Floyd Mayweather agrees to pay back taxes of US$5.6m


Floyd Mayweather Jr agreed to pay US$5.6 million in back taxes before the US Internal Revenue Service (IRS) was poised to take the money from his purse after his comeback fight against Juan Manuel Marquez last weekend.

The IRS sent the Nevada Athletic Commission a levy notice on Sept. 4 ordering Mayweather’s unpaid taxes from 2007 to be deducted from his US$10 million fight purse, commission executive director Keith Kizer told reporters.

Kizer said the IRS backed off one week later, after Mayweather agreed to pay the money. Mayweather won Saturday’s non-title fight by a unanimous decision.

Mayweather’s tax attorney, Jeffrey Morse, said on Tuesday that federal officials never intended to take Mayweather’s purse, and the five-division champion has satisfied all of his IRS debts.

“Floyd has — and I will absolutely attest to it — more than satisfied every tax obligation that he has,” Morse said. “As of today, as of some time ago, which I can’t tell you when, he owes zero to the IRS.”

Morse said he expected the IRS to release a US$6.17 million lien filed with the county recorder’s office in Las Vegas in October last year.

Records on Tuesday showed the lien was still open.

IRS spokesman Raphael Tulino said he could not comment on individual tax matters.

A copy of the levy notice obtained by the AP shows the IRS was seeking less than what it filed for in its lien.
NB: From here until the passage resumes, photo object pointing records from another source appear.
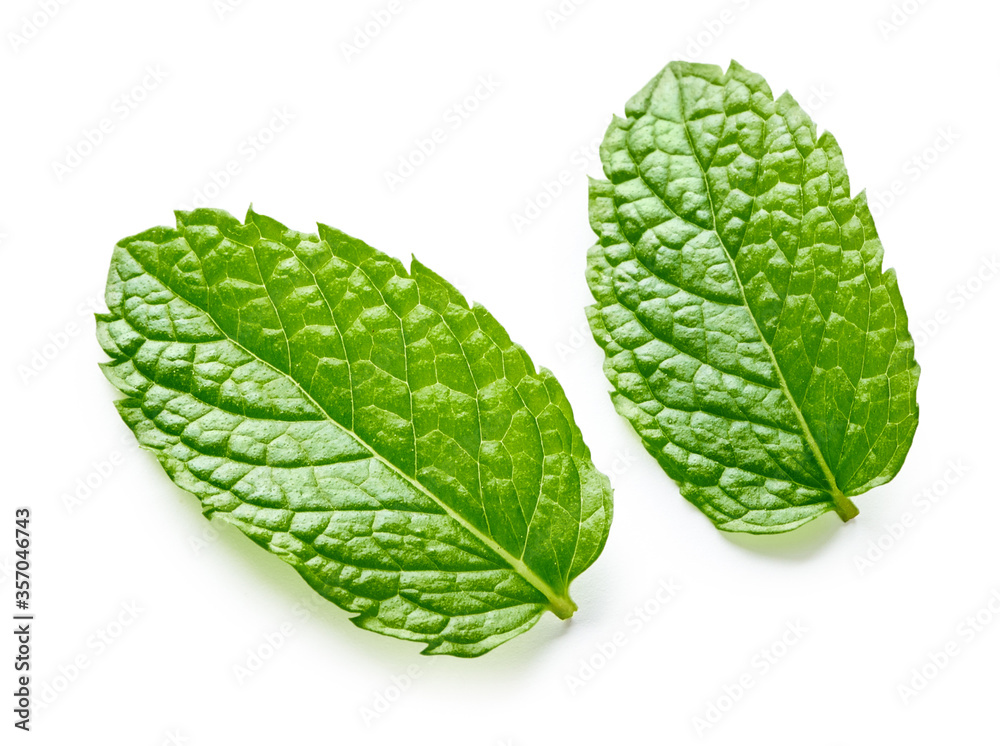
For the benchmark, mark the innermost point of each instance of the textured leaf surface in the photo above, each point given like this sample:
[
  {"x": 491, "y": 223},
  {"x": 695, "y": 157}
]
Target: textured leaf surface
[
  {"x": 751, "y": 336},
  {"x": 361, "y": 422}
]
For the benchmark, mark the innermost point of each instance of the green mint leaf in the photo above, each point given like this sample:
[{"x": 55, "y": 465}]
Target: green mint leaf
[
  {"x": 751, "y": 336},
  {"x": 361, "y": 422}
]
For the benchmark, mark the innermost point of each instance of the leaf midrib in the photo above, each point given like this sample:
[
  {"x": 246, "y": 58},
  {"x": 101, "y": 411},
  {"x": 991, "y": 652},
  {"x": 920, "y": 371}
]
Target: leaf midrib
[
  {"x": 561, "y": 605},
  {"x": 841, "y": 503}
]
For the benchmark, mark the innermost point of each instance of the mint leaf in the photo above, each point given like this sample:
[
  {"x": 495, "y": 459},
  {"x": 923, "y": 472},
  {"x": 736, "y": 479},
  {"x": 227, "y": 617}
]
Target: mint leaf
[
  {"x": 751, "y": 336},
  {"x": 362, "y": 423}
]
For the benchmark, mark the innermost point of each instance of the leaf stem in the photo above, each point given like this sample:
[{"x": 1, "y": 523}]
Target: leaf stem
[
  {"x": 562, "y": 606},
  {"x": 843, "y": 505}
]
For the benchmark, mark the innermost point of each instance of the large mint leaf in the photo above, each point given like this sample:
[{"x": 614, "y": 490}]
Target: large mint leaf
[
  {"x": 361, "y": 422},
  {"x": 752, "y": 338}
]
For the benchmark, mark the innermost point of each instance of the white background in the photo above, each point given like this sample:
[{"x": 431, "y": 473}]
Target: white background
[{"x": 886, "y": 78}]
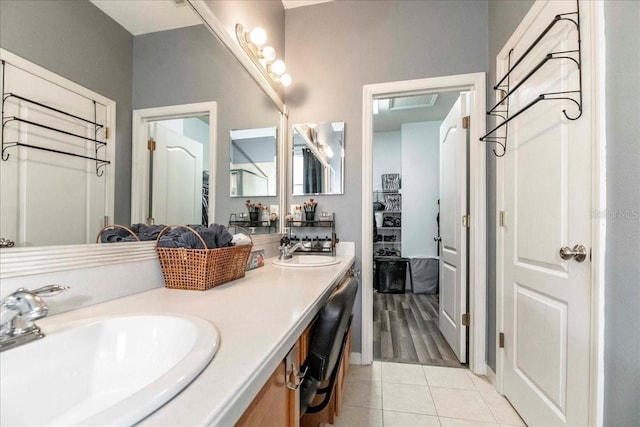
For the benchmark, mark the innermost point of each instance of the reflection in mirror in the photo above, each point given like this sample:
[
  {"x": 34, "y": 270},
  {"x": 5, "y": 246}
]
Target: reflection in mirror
[
  {"x": 179, "y": 179},
  {"x": 253, "y": 167},
  {"x": 139, "y": 61},
  {"x": 318, "y": 158}
]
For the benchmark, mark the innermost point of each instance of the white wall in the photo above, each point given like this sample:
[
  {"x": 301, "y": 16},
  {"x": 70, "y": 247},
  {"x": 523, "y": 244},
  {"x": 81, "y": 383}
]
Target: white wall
[
  {"x": 420, "y": 188},
  {"x": 386, "y": 156}
]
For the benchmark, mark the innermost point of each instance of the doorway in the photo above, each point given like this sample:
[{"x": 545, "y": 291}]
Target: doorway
[
  {"x": 475, "y": 84},
  {"x": 420, "y": 188},
  {"x": 180, "y": 137}
]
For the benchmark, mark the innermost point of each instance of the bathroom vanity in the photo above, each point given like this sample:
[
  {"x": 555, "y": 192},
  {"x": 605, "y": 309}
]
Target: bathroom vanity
[{"x": 263, "y": 321}]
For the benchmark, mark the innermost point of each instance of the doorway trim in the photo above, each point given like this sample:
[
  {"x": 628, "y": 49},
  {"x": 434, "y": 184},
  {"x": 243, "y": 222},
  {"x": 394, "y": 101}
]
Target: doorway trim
[
  {"x": 476, "y": 83},
  {"x": 139, "y": 151}
]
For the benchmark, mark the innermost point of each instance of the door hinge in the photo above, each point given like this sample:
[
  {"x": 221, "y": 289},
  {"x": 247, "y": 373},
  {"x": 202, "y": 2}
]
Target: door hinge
[
  {"x": 466, "y": 122},
  {"x": 466, "y": 319}
]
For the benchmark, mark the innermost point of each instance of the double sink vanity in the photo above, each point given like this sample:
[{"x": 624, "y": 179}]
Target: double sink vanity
[
  {"x": 120, "y": 349},
  {"x": 174, "y": 357}
]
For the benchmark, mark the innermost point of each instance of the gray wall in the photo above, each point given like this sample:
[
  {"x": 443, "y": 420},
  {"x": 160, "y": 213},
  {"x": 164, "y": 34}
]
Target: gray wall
[
  {"x": 188, "y": 65},
  {"x": 622, "y": 262},
  {"x": 335, "y": 48},
  {"x": 504, "y": 17},
  {"x": 76, "y": 40}
]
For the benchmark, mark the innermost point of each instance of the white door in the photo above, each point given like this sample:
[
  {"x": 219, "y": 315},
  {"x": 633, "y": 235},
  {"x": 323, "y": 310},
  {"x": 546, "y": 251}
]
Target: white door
[
  {"x": 547, "y": 191},
  {"x": 49, "y": 198},
  {"x": 453, "y": 232},
  {"x": 177, "y": 177}
]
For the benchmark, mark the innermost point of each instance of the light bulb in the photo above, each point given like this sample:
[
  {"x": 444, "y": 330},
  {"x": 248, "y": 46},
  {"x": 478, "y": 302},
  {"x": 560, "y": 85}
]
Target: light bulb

The notice dated Aug. 25 said Mayweather owed US$4.71 million in unpaid taxes and US$930,000 in statutory additions calculated through Sept. 25.
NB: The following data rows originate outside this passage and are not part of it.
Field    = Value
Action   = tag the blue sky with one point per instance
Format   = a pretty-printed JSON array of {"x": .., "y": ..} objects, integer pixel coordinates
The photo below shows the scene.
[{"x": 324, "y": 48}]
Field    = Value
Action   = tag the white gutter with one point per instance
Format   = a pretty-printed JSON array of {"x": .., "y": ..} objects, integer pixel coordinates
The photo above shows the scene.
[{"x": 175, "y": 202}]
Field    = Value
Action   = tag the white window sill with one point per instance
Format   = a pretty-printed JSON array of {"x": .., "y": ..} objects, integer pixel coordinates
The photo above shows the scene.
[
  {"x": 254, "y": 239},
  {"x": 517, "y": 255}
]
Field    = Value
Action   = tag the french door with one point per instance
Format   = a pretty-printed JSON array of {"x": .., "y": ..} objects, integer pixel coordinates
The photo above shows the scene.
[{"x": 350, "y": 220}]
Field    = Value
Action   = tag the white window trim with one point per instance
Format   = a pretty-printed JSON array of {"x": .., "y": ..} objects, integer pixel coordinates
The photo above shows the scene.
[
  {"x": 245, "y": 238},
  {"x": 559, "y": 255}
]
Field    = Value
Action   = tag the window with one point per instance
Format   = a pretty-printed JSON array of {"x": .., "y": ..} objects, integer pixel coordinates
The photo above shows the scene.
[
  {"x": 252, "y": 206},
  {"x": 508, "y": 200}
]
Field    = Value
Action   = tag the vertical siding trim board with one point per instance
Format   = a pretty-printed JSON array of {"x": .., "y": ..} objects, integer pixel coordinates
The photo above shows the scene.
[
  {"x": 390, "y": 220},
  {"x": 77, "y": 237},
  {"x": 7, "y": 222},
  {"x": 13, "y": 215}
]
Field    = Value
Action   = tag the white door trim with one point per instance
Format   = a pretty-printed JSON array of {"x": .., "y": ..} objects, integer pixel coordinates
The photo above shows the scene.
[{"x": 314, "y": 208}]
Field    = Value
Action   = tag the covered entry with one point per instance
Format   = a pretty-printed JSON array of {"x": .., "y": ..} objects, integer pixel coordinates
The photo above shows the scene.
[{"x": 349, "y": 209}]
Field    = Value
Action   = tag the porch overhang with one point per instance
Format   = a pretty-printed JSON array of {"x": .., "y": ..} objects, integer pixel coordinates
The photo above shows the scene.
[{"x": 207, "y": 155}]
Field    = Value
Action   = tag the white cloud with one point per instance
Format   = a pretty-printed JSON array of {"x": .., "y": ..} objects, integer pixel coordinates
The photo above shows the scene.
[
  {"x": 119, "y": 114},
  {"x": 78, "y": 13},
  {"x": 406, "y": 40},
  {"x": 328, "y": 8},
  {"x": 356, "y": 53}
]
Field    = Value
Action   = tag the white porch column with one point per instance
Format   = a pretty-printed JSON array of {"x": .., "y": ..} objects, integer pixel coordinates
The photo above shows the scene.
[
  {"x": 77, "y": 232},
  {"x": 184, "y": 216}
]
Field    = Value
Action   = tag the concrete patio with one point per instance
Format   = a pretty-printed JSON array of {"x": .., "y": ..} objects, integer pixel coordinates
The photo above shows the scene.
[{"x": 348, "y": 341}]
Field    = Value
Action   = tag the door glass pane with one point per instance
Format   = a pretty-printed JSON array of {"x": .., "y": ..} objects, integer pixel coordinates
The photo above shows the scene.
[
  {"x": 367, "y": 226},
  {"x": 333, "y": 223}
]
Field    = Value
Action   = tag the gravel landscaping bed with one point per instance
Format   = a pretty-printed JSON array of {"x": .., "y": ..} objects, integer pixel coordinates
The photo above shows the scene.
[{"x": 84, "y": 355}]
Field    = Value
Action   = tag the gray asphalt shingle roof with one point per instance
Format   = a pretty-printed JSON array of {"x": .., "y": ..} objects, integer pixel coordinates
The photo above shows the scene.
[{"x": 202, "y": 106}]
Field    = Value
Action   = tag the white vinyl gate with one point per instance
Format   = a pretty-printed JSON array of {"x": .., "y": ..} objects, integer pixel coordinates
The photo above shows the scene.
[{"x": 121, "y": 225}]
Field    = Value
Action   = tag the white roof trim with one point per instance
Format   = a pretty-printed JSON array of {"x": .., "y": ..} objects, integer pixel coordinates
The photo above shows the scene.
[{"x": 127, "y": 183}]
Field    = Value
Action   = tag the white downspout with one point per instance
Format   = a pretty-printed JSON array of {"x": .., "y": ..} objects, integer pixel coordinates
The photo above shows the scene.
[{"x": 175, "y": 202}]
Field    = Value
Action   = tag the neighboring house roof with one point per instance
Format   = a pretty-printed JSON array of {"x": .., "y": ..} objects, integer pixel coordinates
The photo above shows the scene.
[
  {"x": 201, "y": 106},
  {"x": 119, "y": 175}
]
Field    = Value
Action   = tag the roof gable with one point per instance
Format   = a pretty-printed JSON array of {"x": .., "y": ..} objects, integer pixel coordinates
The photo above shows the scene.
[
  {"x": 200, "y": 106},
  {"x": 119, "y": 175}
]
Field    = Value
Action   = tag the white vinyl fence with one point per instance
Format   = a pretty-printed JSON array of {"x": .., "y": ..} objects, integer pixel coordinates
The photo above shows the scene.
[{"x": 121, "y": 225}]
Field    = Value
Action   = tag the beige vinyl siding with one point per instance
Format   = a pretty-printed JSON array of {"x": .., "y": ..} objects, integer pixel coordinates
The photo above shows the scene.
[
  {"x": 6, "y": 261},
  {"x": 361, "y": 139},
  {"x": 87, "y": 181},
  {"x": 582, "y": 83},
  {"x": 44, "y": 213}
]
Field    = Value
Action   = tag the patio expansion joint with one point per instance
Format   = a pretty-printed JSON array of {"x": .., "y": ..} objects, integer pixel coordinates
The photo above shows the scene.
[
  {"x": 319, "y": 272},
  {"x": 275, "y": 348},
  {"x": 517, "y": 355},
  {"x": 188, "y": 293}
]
“Although we have given the notice and demand required by the [Internal Revenue] code, the amount owed hasn’t been paid,” the notice to boxing regulators said. “This levy requires you to turn over to us this person’s property and rights to property that you have or which you are already obligated to pay this person.”

Morse said Mayweather owed substantially less than the US$5.6 million levy, but would not say why it was valued at less than the original lien.

Morse said the levy itself was part of Mayweather’s agreement with the IRS, not an impetus for the boxer to settle the debt. Morse said the levy was used by the IRS as collateral.